If you're looking purely at the quality of espresso shots I'd say there isn't much in it.

I own a Silvia. The very same one boots has owned actually, and have a good friend who has the Gaggia and I reckon they are very close .... however, there are a number of things that are much better on the Silvia.

The steam wand is, in my opinion, much better on the Silvia, and I don't like the weird pressurised portafilter on the Gaggia at all. These are just my opinion.

What is fact is that if you open the two machines up a lot of the parts are better on the Silvia and it's put together better. The thermostat is similar if not exactly the same, but the boiler is bigger on my Silvia and brass whereas if my memory serves me correctly the Gaggia that my friend has is aluminium which I wouldn't want to own. The Silvia is just more substantial, and I'm told newer Gaggia's are of an even lower quality internally speaking.

Would I consider these thing's an upgrade? No. As boots says, the temp isn't really any more stable in practise ( I don't know about the science, just personal experience ) than the Gaggia and because they are both basic single boilers the limitations for steaming milk when pulling shot's come into play.


----------



## DavecUK (Aug 6, 2013)

nickrorschach said:


> ...over a Gaggia Classic (4 year old model), if an upgrade at all?
> 
> Thank you very much.


You would bump your head pretty quick if choosing it as an upgrade...

Look I read all the other replies....the long and short of it is you have upgraditis. you have realised you want, nay need something a lot better. The Silvia won't help for very long..like about a week. Save up get something nice, something that works really well. There is where you were going with the Silvia which is to the next larger Village, but why not go to a town....you know you want to.


----------



## Dallah (Jan 31, 2015)

If you need to upgrade right now; use that money to get yourself a better grinder.
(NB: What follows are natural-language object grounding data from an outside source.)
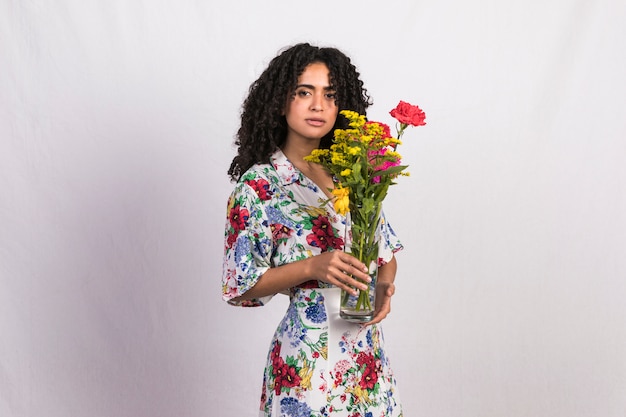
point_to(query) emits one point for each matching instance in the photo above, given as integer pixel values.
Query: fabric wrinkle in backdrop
(116, 128)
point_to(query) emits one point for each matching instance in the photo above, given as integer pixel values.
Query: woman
(283, 236)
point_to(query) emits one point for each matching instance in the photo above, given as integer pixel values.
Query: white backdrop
(116, 127)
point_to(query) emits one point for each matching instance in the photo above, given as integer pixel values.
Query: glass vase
(361, 241)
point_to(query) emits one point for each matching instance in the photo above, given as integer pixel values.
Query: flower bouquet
(364, 163)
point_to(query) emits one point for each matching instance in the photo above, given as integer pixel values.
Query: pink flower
(408, 114)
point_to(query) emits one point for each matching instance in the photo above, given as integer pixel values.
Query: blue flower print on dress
(291, 407)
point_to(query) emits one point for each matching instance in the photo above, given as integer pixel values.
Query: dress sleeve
(389, 242)
(247, 246)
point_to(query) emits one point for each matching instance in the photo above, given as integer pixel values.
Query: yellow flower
(337, 158)
(305, 375)
(342, 200)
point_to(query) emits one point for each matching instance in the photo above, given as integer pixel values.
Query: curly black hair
(263, 125)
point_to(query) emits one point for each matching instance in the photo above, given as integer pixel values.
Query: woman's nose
(317, 102)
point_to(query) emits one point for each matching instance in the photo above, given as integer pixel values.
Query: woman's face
(311, 110)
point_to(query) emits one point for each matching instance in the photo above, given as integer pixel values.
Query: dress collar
(284, 168)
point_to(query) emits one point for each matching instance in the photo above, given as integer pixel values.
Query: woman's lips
(315, 122)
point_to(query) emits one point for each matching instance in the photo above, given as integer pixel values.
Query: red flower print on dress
(238, 217)
(261, 187)
(369, 376)
(280, 231)
(323, 235)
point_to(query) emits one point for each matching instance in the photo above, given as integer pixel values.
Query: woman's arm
(337, 268)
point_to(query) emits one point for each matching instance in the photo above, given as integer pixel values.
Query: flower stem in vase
(362, 242)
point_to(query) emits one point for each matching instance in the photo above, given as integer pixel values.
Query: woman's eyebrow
(312, 87)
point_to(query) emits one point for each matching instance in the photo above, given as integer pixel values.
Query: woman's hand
(340, 269)
(384, 292)
(385, 289)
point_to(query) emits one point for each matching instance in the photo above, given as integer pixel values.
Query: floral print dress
(318, 364)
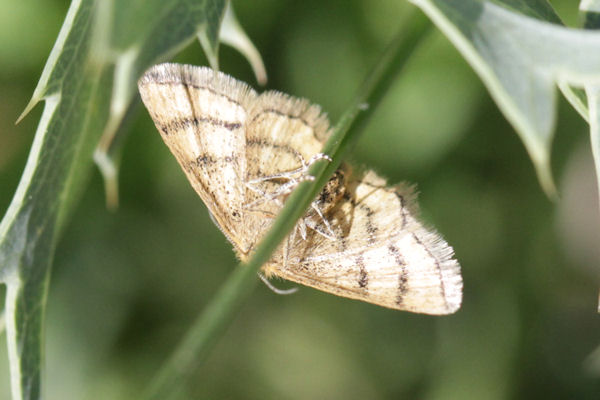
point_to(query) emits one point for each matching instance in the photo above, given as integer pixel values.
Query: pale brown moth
(245, 152)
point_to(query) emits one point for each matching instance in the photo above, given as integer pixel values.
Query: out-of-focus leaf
(521, 54)
(87, 85)
(233, 35)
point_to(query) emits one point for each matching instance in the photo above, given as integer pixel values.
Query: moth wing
(383, 254)
(201, 115)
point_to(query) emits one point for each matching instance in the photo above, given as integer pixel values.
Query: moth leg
(329, 234)
(275, 289)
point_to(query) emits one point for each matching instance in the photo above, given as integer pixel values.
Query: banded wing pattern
(244, 153)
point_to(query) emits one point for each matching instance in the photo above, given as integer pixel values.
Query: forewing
(383, 254)
(201, 115)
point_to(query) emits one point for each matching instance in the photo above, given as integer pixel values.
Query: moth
(244, 153)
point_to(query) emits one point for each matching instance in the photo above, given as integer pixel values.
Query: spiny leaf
(87, 85)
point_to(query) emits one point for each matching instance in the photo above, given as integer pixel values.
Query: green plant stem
(228, 300)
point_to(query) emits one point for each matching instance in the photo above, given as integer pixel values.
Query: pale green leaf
(87, 86)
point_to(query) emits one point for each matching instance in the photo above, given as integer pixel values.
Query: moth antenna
(275, 289)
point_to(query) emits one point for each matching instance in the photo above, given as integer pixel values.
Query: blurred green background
(127, 285)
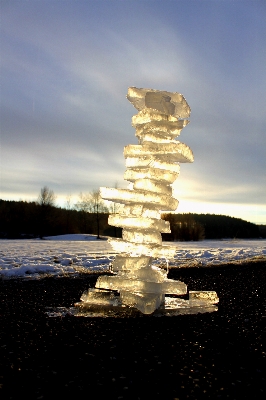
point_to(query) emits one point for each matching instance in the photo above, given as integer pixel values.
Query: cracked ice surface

Not knowing what you have currently means i can't recommend what to do next but you can get a Super Jolly or a Brasilia RR55OD. The RR55OD is a great buy in that price as it has great 63mm burrs and all the convenience of an on demand grinder.

There is currently one for sale in the For Sale section:

http://coffeeforums.co.uk/showthread.php?26446-FS-Brasilia-rr55OD-grinder&highlight=rr55od


----------



## MediumRoastSteam (Jul 7, 2015)

DavecUK said:


> Save up get something nice, something that works really well.


Fully agree with the above. I've recently upgraded from a Gaggia Classic which I had for over 3 years and did all the recommended mods. I have a good friend who has a Silvia, and we both agree they are comparable machines on the same league.

In my opinion, the next relevant upgrade is on the HX / DB territory, specially if you like milk based drinks.

Good luck, and don't overlook the grinder.


----------



## PeterF (Aug 25, 2014)

I had a standard Classic for years & my friend brought his Sylvia around & we compared shots. There was no difference in taste, which is what it is all about. Yes the Sylvia is a better built machine but that's where it ends, graphs or no graphs. It's taste buds which matter.


----------



## Milanski (Oct 10, 2013)

Grinder first whatever.

I'm probably not going to help much with the next couple of sentences but they are my findings:

I went from basic modded Classic to PIDed Silvia to HX E61. I had a good grinder from day one. Biggest leap in taste in terms of machine for me was Classic to PIDed Silvia.

I honestly can't say I've noticed any increase in quality of my shots from the Silvia to the Hx E61.

The joy of upgraditus is getting the machine your heart (and eyes) desire. Take note of what other people with experience say but if you want a Silvia then get one.


----------